前回の池上くん問題からの杉村くんの突然の告白の件、議題は山積していた。

取り敢えず…

「初彼氏おめでとーーーー!!! 」

『あ、ありがと。』

「でっ、でっ、杉村くんって、どんなひとぉ?」

『やさしくて爽やかなひとかな。』

「へぇーいいじゃーん!!」

『でも…あんまししゃべったことないしさ。なんかあの岸川にゴリ押しされて…。』

「でもカッコいいんでしょ♪いいじゃーん♪
    んでんで!」

『電話番号渡された。』

「うおっほ!!かけちゃえかけちゃえ!!」

『いや…でもぉ。』

「せっかく付き合ったんだし電話番号もらったんでしょ?いいじゃーん♪」

『そっか…いいのかな。』

「そうだよー相手のこと知らなきゃ始まらないしね♪」

『わかった。…かけてみるっ!』

そう言って、わたしはかおりのお家の子機を借りて、

プルルルルル    プルルルルル

ガチッ

デタデターー!口パクでかおりにリアクションする。

「もしもし、杉村でございます。
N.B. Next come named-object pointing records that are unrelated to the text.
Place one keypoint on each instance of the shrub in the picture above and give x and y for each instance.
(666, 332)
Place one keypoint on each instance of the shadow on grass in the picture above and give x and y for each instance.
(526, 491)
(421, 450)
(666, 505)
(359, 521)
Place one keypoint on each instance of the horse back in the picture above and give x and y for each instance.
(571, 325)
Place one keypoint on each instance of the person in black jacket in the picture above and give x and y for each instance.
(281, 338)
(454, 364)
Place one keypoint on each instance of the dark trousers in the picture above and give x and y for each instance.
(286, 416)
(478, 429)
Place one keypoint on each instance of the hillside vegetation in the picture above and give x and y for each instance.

どちら様ですか?」

早口の女性…初老かな…の声がした。

どうしよどうしよ…っと口パクで、かおりに助けを求めるが、ガンバレガンバレとしか伝わってこない。


『も、もしもし。あの、同じクラスの○○ですが、○○くんはいらっしゃいますか?』

「……少々お待ち下さい。」

ぶっ気やら棒にそう答えると保留音楽が流れる

トウールルルルルルールルルー

ワーワーどうしよー。
相変わらずかおりは応援ポーズをかましている。

あ、ありがと。

ピッ、

「もしもし。代わりました。」

アーーー彼が出たよー!!えっと…えっと…特に用もない、どうしよっ…。

『いきなり、電話しちゃってごめんね。』

「あ、うん。」

『いつならお電話いいのか聞きたくて…。』

「そっか、またこちらから家電にかけるね。」

『あ、ごめんね。はーい。』

ツーツーツー


ほえーーー!!緊張したよーーーー!!

電話を切った後もかおりと恋バナで盛り上がって女子会は終了した。




ほんとに今思い返すと、家電の恐怖って相手の家族が電話に出ることなんだよね。
そこで第一関門っていうか、ちゃんと振る舞えるかで相手のご家族への自分の印象が変わってしまうのです。

いやー、時は流れて、スマホで直接相手に気軽に連絡できるなんて便利な世の中になったなってしみじみ思います。